Banks are in the midst of an arms race to get your business back, using these huge bonuses to lure in new customers. And even if you're not ready to travel, it's never a bad time to pile up more points and miles for future trips.
Start making your plan for how you can use points and miles to travel more for even less on the other side of the pandemic. Read our beginner's guide to getting started with points and miles.
Tons of Award Space
Having all the points and miles in the world doesn't mean much if you can't use them. And finding the award space you need to actually put your miles to use can be a challenge – especially if you want to fly first or business class.
But the pandemic has turned that on its head, too. We've found unthinkable amounts of premium award space for travel in 2021 and into 2022 – and yes, we also send those alerts to Thrifty Traveler Premium members.
Here's a small taste of the amazing award space we've found in the last few months:
- Fly Japan Airlines' amazing business class to Tokyo through the fall of 2021, with space for two or more
- Use Delta SkyMiles to fly the family to Israel in Virgin Atlantic suites
- Wide-open award space to fly the amazing Qatar Qsuites to the Middle East, the Maldives, or even South Africa
- Incredible Delta SkyMiles flash sales to Hawaii from 14,000 SkyMiles roundtrip or Mexico for just 12,000 SkyMiles
Really, that's just a sample. Point blank, it's never been easier to book business class or first class seats using miles. And that includes travel far out in 2021 and into 2022.
Travel is on the ropes right now. Few people are traveling, and the road back to normal will be a long and winding one.

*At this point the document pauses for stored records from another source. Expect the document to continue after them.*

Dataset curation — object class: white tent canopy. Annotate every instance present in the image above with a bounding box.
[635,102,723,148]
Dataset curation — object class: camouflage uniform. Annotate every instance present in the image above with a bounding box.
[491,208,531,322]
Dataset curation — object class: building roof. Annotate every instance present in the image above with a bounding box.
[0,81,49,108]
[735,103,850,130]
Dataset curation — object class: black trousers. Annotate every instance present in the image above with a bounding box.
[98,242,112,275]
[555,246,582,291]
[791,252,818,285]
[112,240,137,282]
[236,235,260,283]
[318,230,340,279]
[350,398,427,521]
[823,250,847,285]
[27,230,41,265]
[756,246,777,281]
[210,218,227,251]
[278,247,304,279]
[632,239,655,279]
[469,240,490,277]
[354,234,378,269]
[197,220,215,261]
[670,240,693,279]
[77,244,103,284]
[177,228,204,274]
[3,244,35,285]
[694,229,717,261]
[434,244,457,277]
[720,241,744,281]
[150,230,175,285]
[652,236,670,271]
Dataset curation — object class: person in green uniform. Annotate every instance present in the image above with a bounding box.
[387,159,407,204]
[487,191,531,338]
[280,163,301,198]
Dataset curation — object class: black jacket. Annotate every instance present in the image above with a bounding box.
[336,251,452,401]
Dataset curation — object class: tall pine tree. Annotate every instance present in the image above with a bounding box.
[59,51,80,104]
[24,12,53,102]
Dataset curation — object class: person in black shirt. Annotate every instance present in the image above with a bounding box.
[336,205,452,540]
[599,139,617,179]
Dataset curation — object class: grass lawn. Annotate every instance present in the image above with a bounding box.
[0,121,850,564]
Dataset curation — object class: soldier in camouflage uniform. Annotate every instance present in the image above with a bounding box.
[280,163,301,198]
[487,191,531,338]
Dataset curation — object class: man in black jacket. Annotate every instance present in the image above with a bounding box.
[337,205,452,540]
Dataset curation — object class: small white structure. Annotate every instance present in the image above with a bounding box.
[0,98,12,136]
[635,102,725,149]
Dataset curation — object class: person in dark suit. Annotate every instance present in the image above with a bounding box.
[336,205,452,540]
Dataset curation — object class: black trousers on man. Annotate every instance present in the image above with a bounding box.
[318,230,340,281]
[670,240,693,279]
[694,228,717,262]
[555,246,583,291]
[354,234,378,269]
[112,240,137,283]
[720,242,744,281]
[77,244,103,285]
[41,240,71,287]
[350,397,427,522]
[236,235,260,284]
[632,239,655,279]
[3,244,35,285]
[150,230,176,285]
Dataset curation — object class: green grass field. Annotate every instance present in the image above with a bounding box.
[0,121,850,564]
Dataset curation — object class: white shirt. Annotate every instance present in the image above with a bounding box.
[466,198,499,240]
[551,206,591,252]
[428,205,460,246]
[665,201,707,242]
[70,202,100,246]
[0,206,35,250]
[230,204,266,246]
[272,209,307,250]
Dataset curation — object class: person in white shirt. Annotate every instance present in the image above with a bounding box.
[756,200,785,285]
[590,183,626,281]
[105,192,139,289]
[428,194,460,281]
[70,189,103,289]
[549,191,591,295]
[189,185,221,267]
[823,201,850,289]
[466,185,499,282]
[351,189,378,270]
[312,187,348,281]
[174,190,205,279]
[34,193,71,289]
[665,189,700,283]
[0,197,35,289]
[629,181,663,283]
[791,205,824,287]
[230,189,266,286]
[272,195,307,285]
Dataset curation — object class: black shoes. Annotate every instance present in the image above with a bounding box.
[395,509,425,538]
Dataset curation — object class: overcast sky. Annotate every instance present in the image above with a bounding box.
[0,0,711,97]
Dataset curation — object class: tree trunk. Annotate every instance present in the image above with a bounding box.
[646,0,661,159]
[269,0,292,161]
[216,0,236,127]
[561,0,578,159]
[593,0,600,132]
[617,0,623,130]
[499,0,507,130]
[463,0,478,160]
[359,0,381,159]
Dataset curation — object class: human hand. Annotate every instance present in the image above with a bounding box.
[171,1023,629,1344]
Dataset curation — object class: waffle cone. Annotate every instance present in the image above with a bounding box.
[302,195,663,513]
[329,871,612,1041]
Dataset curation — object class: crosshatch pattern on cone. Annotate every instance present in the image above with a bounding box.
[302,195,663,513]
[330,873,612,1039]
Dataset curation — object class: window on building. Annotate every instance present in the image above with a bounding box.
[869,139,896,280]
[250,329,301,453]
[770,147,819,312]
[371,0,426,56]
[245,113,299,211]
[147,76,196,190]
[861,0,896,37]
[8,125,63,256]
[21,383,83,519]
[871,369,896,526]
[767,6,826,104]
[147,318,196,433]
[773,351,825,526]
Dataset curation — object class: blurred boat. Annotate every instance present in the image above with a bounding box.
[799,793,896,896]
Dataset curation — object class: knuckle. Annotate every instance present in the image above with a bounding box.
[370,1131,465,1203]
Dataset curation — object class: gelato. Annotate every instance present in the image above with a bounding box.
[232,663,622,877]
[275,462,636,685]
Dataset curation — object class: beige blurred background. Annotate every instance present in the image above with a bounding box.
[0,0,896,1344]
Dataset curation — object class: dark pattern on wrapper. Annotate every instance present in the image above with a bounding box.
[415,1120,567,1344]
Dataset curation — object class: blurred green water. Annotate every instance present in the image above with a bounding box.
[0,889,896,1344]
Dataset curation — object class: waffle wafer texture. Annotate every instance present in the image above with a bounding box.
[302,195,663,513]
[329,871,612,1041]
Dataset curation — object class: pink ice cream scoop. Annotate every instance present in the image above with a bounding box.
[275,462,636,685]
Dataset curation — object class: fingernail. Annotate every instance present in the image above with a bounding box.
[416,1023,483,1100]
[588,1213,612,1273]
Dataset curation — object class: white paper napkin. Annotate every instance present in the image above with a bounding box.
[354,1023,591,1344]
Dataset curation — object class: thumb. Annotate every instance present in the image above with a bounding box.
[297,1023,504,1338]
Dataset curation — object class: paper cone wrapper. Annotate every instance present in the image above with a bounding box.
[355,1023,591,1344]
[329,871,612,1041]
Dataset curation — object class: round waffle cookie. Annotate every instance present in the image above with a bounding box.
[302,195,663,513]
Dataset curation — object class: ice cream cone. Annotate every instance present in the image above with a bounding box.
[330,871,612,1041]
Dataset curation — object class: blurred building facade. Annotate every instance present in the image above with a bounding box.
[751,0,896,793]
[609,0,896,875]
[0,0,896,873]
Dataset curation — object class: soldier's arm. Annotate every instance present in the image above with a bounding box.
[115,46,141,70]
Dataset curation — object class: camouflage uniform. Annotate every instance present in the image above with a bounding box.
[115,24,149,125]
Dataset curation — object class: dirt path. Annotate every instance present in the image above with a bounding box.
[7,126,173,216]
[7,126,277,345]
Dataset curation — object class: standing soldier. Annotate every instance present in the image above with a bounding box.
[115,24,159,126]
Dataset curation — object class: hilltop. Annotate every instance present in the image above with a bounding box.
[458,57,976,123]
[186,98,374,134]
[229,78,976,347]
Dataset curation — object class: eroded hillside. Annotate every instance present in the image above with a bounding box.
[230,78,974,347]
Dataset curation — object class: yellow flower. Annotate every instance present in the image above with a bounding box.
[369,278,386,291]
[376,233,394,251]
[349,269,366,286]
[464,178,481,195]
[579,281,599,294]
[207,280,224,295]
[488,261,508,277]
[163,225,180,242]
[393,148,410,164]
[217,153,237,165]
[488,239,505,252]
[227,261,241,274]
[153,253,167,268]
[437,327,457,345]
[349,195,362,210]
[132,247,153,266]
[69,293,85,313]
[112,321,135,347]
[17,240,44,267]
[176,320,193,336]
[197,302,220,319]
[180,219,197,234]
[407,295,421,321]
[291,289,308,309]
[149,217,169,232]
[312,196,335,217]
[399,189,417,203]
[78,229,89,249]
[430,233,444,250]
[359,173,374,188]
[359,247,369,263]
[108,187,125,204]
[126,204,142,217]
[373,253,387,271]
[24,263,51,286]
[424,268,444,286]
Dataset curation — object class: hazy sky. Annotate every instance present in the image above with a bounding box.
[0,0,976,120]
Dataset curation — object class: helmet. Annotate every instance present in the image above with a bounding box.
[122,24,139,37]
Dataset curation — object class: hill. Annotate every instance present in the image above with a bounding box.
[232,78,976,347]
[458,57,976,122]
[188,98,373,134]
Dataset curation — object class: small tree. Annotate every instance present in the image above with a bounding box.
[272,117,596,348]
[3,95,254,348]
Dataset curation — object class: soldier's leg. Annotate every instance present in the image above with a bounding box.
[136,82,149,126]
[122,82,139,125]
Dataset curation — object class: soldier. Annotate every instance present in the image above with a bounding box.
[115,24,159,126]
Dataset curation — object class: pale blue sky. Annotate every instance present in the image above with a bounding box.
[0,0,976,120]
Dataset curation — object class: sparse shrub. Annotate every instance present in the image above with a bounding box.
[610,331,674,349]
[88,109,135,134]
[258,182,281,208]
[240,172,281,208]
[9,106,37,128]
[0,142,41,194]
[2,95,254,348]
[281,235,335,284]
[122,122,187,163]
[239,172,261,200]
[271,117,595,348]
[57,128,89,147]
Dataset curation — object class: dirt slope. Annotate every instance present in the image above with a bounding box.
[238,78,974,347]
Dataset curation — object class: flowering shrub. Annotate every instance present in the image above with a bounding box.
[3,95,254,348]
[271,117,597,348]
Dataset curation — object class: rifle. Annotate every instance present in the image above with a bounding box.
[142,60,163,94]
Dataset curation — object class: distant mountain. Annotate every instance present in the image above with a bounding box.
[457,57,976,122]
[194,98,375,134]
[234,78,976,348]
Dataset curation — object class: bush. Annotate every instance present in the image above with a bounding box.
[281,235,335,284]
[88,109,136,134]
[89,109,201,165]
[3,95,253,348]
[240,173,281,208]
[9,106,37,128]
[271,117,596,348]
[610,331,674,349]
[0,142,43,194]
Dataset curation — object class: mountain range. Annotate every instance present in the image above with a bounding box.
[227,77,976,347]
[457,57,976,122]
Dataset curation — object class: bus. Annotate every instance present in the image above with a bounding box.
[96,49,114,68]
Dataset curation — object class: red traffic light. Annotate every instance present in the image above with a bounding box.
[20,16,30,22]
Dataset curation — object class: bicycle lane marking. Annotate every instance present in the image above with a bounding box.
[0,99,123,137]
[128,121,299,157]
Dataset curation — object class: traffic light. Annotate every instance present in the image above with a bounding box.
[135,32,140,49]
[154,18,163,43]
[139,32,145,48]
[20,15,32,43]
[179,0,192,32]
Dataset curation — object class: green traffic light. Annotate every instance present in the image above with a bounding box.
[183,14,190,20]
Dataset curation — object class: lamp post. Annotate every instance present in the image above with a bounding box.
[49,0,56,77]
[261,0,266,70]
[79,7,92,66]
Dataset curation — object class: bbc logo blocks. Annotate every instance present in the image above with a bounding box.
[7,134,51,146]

Yet ironically, there's probably never been a better time to book travel or start planning your future trips. And that's all thanks to cheap prices, flexibility, and the ability to both earn miles and put them to use.
Gotta disagree with you on this one. I am eyeing a trip to Europe in the fall. If I spend $500 on a scheduled ticket for October, the airline has my money for the next 8 months, not me. For the next 7, I wait to see if my flight will take place and then when it cancels a month out, I get a voucher for my $500 not a voucher to book the same flight at the same price at a later date. If I knew I was locking in a flight to Paris for $500 for whenever the EU let’s us in, that’s one thing. But otherwise, I’m essentially buying a gift card to the airline rather than keeping my money and buying a ticket when I can go.
That’s a fair point. And Europe may not be the best example, as it’s one of the few regions where we aren’t seeing notable price drops (anymore) combined with the even higher uncertainty about when we may be allowed back in.
For many other spots, though, I think the even lower prices make it worth that gift card mentality. But to each their own!